Lisboa, 23 jul 2020 (Lusa) – Cerca de 40 pessoas concentraram-se hoje junto da Assembleia da República, em Lisboa, para contestar o Presidente, primeiro-ministro e Governo da Guiné-Bissau, apelando ao parlamento português para rejeitar o que dizem ser “os golpistas”.
“O que se passou no último dia 29 de fevereiro foi um golpe de Estado, porque um candidato que não saiu das urnas de forma legítima se apoderou do poder, com a ajuda das forças de segurança, instalou-se no Palácio [Presidencial], e está autoproclamado Presidente da República e nós estamos aqui, a comunidade guineense, revoltados com essa situação”, disse à Lusa Mariano Quade, um dos dinamizadores da manifestação, referindo-se a Umaro Sissoco Embaló.
Durante o protesto, os participantes empunhavam cartazes em que criticavam organizações internacionais, como a União Europeia (UE) e a Comunidade Económica dos Estados da África Ocidental (CEDEAO).
“A CEDEAO não vale nada para a Guiné-Bissau. Não vai fazer nada para a Guiné-Bissau, vai apoiar golpistas. Nós não queremos golpistas. Queremos liberdade na Guiné-Bissau, queremos democracia na Guiné-Bissau. É por isso que vim aqui hoje, para pedir à comunidade internacional para nos ajudar a libertar a nossa terra”, afirmou Cadi Quebé, 62 anos.
A organização regional foi criticada por Mariano Quade, que considerou que esta “está a funcionar por amiguismo” e acusou-a de, por “ter uma relação com o autoproclamado Presidente”, tender a “fazer não uma posição mediadora, mas parcial, que coloca os outros atores políticos numa situação de desvantagem”.
Num dos cartazes erguidos pelos participantes no protesto lia-se que a UE “financiou um golpe de Estado com dinheiro dos contribuintes europeus”.
O primeiro-ministro português, António Costa, foi também alvo das críticas dos manifestantes, por ter recebido o seu homólogo da Guiné-Bissau, Nuno Nabian, durante uma visita privada deste a Portugal.
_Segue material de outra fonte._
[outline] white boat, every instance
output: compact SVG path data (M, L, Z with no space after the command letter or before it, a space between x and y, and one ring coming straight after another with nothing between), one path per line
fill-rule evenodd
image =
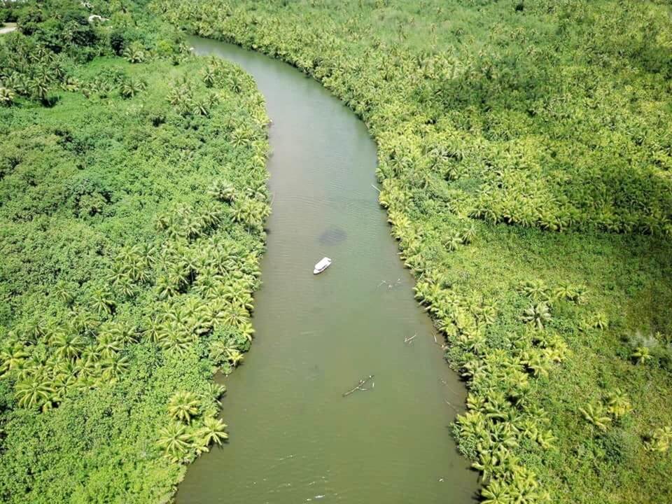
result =
M315 269L313 270L313 274L321 273L331 265L331 259L329 258L322 258L320 262L315 265Z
“A atitude do nosso primeiro-ministro, o senhor António Costa, não é digna. Não devia receber o autoproclamado. O partido dele não ganhou as eleições, mas ele recebeu”, afirmou o luso-guineense Isidoro Copilo, que acredita que Portugal se deve demarcar do Governo de Nuno Nabian.
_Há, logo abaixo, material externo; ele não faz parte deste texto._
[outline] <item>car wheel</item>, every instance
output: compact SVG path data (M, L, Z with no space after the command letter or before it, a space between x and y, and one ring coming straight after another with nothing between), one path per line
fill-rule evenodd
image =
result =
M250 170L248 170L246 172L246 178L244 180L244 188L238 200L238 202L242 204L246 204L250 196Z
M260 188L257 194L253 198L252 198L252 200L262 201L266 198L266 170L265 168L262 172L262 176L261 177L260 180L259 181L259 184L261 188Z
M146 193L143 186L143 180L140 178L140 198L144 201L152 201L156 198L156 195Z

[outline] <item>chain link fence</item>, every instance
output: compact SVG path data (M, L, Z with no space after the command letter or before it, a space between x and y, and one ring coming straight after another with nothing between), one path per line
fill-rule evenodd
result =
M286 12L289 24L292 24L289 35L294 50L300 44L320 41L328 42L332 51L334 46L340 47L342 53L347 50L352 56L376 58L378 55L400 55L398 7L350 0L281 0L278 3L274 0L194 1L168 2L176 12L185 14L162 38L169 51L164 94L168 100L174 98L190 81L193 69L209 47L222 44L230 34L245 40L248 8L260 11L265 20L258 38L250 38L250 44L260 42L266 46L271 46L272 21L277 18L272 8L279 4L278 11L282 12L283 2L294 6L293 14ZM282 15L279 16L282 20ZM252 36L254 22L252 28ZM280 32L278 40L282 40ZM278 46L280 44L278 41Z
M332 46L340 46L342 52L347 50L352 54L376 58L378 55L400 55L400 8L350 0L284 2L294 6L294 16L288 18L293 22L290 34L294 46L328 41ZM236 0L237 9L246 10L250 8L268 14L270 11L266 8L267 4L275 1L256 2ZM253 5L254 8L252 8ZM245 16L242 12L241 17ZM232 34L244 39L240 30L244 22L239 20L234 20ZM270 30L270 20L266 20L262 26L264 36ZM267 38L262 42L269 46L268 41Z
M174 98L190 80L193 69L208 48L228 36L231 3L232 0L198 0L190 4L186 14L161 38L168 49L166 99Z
Mariano Quade abordou também esta reunião, considerando que “é motivo de indignação”.
“Sabemos que Portugal é uma democracia consolidada e, portanto, nunca iria alinhar do lado daqueles que violam a democracia, e por isso nós não compreendemos esta posição”, vincou o organizador da manifestação.
Mariano Quade apontou que ao reconhecer um Governo que diz ser não legítimo, Portugal está a “compactuar com uma situação de ilegalidade”.
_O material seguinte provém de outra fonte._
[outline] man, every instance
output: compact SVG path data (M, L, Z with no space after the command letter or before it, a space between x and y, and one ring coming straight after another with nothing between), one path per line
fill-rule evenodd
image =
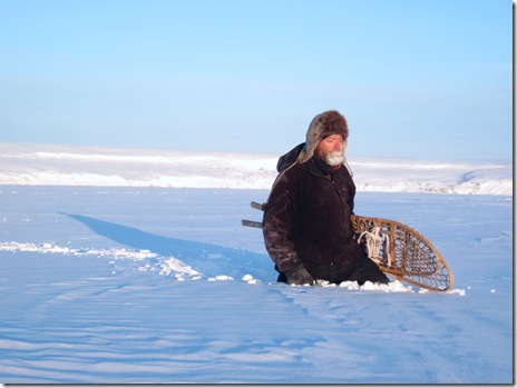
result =
M311 121L305 143L279 160L263 219L279 281L389 282L354 239L355 185L344 166L348 136L344 117L325 111Z

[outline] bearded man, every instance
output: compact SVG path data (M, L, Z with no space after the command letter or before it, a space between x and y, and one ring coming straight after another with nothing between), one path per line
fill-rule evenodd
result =
M355 185L347 168L348 136L344 117L325 111L311 121L305 142L279 160L262 223L279 281L389 282L354 239Z

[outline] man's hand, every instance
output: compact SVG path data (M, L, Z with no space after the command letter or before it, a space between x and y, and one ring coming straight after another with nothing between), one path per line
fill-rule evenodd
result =
M314 279L311 273L308 272L305 267L300 262L297 266L286 270L285 276L290 285L303 286L303 285L314 285Z

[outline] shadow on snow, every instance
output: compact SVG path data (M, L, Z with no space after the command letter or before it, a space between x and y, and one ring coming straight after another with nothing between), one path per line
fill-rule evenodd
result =
M244 275L250 273L255 279L263 281L275 280L272 261L265 255L213 243L157 236L136 228L80 215L62 215L81 222L100 236L133 249L147 249L163 257L179 259L207 277L226 275L234 279L241 279Z

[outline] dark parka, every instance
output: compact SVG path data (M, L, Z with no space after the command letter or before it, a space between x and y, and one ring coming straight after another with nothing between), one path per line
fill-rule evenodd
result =
M332 169L316 156L291 163L303 146L279 160L283 171L273 185L263 219L267 252L280 272L300 262L313 276L321 265L352 267L364 256L350 219L355 185L345 166Z

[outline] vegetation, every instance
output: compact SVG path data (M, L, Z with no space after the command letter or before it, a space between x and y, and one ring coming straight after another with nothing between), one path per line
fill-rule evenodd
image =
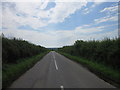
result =
M37 61L39 61L48 52L32 56L30 58L20 59L17 64L4 64L2 71L3 88L8 87L15 79L25 73Z
M59 51L120 70L120 38L102 41L77 40L74 45L59 48Z
M58 52L82 63L103 79L112 81L114 85L117 83L120 87L120 38L102 41L77 40L72 46L59 48Z
M47 51L46 48L34 45L21 39L2 37L2 62L16 63L18 59L31 57Z
M2 85L8 87L48 53L48 49L21 39L2 37Z
M94 73L96 73L99 77L108 81L109 83L115 85L116 87L120 87L120 71L113 69L112 67L108 67L104 64L93 62L89 59L80 58L77 56L72 56L67 53L59 52L65 57L74 60L82 65L88 67L88 69Z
Um grupo de cidadãos guineenses a viver na Europa tinha convocada para hoje à tarde uma manifestação em Bruxelas, que pretendia denunciar detenções e espancamentos de “pelo menos uma centena de pessoas”, alegando violência policial, mas o protesto foi cancelado devido às precauções por causa da pandemia de covid-19.
A Guiné-Bissau está a viver um período de especial tensão política desde o início do ano, depois de a Comissão Nacional de Eleições ter declarado Umaro Sissoco Embaló vencedor da segunda volta das eleições presidenciais.
O candidato dado como derrotado, Domingos Simões Pereira, líder do Partido Africano para a Independência da Guiné e Cabo Verde (PAIGC), não reconheceu os resultados eleitorais, alegando que houve fraude e meteu um recurso de contencioso eleitoral no Supremo Tribunal de Justiça, que não tomou, até hoje, qualquer decisão.
Umaro Sissoco Embaló autoproclamou-se Presidente da Guiné-Bissau em fevereiro e acabou por ser reconhecido como vencedor das eleições pela CEDEAO e restantes parceiros internacionais.
Após ter tomado posse simbolicamente, o chefe de Estado demitiu o Governo liderado por Aristides Gomes, saído das eleições legislativas de 2019 ganhas pelo PAIGC, e nomeou um outro liderado por Nuno Nabiam, líder da Assembleia do Povo Unido - Partido Democrático da Guiné-Bissau (APU-PDGB), que assumiu o poder com o apoio das forças armadas do país, que ocuparam as instituições de Estado.
A CEDEAO tinha pedido a formação de um Governo que respeitasse os resultados das legislativas até 22 de maio, mas o prazo não foi cumprido, porque os partidos com assento parlamentar, divididos em dois blocos, reivindicavam ambos ter a maioria para formar Governo.